The next section is chapter 4, General description. This gives something of a conceptual overview of how wireless works. It may surprise you to find that it is actually written in pretty straight forward English. For example, I will highlight this section on mobile stations (STAs):
4.2.4 The impact of handling mobile STAs
One of the requirements of IEEE Std 802.11 is to handle mobile as well as portable STAs. A portable STA is one that is moved from location to location, but that is only used while at a fixed location. Mobile STAs actually access the LAN while in motion.
For technical reasons, it is not sufficient to handle only portable STAs. Propagation effects blur the distinction between portable and mobile STAs; stationary STAs often appear to be mobile due to propagation effects.
Another aspect of mobile STAs is that they may often be battery powered. Hence power management is an important consideration. For example, it cannot be presumed that a STA’s receiver is always powered on.
Hopefully, you find that to be pretty straight forward. Not all of it is this straight forward, but given the complexity of the topic they have done a great job of making it understandable.
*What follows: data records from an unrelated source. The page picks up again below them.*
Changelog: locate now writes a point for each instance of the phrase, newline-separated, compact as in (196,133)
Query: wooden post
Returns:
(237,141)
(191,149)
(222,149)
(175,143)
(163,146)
As you dive deeper, you can start diving into the Frame formats chapter to understand the details of your packet captures. If you are trying to understand how authentication works, you might want to look through the Security chapter. Whatever it is you want to know about the standard, it's all there.
It's worth noting that what you will not find absolutely everything related to Wi-Fi there. Some technologies are vendor proprietary, for example, you will not find details on how ARM works. The focus of the 802.11 standard is on RF and how to bridge the RF environment with the wired environment, so you will not find protocols like CAPWAP or RADIUS defined. These protocols are covered by the IETF in RFC5415 and RFC2865, respectively.
Every few years, the 802.11 work group will roll up a number of the amendments into the standard. They are no longer amendments but part of the 802.11 standard. That's how we get 802.11-2007, 802.11-2012, and 802.11-2016. An important note is that the standards are not free to download until six months after publication. If you want it before that, you have to pay (kind of a lot) for them.
I hope this helps you get started in learning the 802.11 standard and gaining a deeper understanding of Wi-Fi. Knowing the standard should serve you well when troubleshooting and deploying them. Having a deeper understanding of WLANs also makes it easier to communicate with your peers in IT and explain wireless to your users. I hope you enjoy learning Wi-Fi as much as I do!